Comecei a leitura de não tenho fogo no mapa, livro de estreia de lucas lins, como quem tira a roupa e entra nua e afoita “mar adentro”, navegando em suas águas — elemento-chave que vem nos apresentar de um jeito lindo a primeira parte do livro. Afinal é a água que em nós predomina, dentro e fora. É com ela que a Lua dança todas as noites suas coreografias sentimentais. É também na água que mora o tesão poético que sentimos ao ler este sublime livro.
Aristóteles afirmou que no átomo encontravam-se os quatro elementos (água, ar, fogo e terra), de modo que o ser humano seria constituído por essas quatro forças, mas depois desmistificou-se essa ideia do filósofo grego. Faria sentido dizer que somos emoção sentida, inteligibilidade espiritual e intuitiva, ação temperamental para impulsionar a vida, materialidade para que se faça corpo e presença-gozo?
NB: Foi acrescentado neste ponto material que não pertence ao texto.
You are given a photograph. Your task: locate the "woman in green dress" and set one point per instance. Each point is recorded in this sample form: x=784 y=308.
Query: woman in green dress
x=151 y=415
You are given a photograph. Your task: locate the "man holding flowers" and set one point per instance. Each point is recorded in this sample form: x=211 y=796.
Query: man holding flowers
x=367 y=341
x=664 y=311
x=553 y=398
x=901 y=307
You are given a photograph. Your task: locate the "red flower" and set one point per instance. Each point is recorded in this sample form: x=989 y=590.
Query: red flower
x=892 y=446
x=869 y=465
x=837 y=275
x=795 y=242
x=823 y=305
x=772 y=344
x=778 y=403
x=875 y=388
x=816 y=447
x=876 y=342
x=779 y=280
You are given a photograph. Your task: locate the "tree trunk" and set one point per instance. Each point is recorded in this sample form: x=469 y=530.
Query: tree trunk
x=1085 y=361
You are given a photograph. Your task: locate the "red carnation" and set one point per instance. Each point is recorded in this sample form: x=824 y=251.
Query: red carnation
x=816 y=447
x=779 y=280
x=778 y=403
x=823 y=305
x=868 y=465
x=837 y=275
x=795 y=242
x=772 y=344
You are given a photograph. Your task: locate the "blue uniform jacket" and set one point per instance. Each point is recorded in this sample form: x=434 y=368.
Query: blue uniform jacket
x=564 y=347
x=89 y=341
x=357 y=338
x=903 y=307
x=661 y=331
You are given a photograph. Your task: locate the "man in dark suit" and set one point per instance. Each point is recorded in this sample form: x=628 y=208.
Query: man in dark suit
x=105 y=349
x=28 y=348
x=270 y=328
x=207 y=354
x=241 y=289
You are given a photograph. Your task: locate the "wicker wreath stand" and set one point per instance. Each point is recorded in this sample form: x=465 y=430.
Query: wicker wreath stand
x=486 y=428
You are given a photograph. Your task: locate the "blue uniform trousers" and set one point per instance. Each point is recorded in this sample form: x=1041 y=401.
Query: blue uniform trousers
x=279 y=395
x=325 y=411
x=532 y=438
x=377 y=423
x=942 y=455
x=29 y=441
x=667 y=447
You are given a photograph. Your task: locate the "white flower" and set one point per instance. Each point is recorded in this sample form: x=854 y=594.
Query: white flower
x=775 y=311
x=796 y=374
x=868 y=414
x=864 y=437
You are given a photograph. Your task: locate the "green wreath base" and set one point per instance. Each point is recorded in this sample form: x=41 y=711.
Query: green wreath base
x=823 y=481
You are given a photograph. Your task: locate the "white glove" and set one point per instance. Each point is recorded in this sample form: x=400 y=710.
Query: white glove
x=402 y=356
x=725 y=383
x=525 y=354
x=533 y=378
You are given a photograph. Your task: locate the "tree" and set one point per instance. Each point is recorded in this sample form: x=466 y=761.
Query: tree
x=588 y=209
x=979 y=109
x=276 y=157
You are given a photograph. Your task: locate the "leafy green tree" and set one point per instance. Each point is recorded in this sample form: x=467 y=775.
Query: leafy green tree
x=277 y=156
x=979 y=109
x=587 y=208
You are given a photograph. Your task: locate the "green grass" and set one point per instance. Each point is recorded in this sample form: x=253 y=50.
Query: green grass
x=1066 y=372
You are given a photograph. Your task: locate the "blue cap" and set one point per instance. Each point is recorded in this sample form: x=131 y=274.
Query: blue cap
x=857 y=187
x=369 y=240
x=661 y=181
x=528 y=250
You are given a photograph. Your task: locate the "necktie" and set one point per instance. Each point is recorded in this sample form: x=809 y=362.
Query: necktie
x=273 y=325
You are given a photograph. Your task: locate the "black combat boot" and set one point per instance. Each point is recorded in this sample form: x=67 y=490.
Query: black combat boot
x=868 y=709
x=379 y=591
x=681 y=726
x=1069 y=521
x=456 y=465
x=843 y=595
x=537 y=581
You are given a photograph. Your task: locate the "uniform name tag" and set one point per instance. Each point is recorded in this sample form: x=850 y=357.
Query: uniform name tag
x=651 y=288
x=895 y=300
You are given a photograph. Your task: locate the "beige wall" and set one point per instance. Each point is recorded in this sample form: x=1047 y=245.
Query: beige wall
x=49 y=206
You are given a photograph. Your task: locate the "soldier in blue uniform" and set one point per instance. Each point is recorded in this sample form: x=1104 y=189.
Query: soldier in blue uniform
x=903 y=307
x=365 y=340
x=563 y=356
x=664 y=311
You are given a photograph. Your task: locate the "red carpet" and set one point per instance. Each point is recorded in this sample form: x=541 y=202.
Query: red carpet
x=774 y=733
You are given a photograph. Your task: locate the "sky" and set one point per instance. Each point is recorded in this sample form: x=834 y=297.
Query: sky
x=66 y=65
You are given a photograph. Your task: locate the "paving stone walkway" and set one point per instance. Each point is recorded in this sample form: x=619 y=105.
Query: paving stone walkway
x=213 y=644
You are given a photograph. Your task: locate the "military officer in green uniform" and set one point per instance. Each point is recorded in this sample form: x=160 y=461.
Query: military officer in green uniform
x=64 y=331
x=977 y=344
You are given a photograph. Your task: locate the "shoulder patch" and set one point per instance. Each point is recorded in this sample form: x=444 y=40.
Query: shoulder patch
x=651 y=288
Em sua escrita, lucas lins tece sua poética a partir dos elementos que constituem a nós e à natureza, mas também diz daquilo que nos difere como tecnologia orgânica, como corpo-arapuca. Trata-se de uma escrita-redemoinho que flerta com um determinado concretismo por fazer caminhos outros com as palavras, que aqui podem ser rochosas, densas como a terra, cheias de mistérios por descobrir, possibilitando que um poema seja dois ou mais, que inventemos rotas outras para ler ou até mesmo desler. Mais que a referência aos arquétipos desenhados pela astrologia com os quatro elementos (como evoca o título da obra), a escrita de lucas é cósmica e cosmogônica, carrega o desejo de desatar nós monoculturais que se inscrevem no corpo e no imaginário para, assim, poder bifurcar ainda mais as encruzas que antes nos levavam sempre a apenas dois caminhos, num eterno jogo maniqueísta: ao branco e ao preto; ao dia e à noite; ao céu e à terra; ao macho e à fêmea; ou ao sagrado e ao profano. A poesia é impossível por meio de uma lógica binária, pois, ainda que não haja equilíbrio, ainda que a escassez se faça presente, ainda que nos falte “fogo no mapa”, resta-nos a terra, o ar e a água de cujas entranhas pode brotar calor em pura lava.
E, se nos falta fogo no mapa, poderemos encontrar a chama viva da poesia nesta escrita, que já se mostra grandiosa. Eis um livro que nos convida a ir além de todo e qualquer limite para o afeto e para a literatura, esta feita das margens, como disse João Silvério Trevisan — nossas margens e de outres —, e talvez nessa origem resida a potência viva da escrita transviada: uma poética que desvia de profecias antigas para re/escrever novos mundos.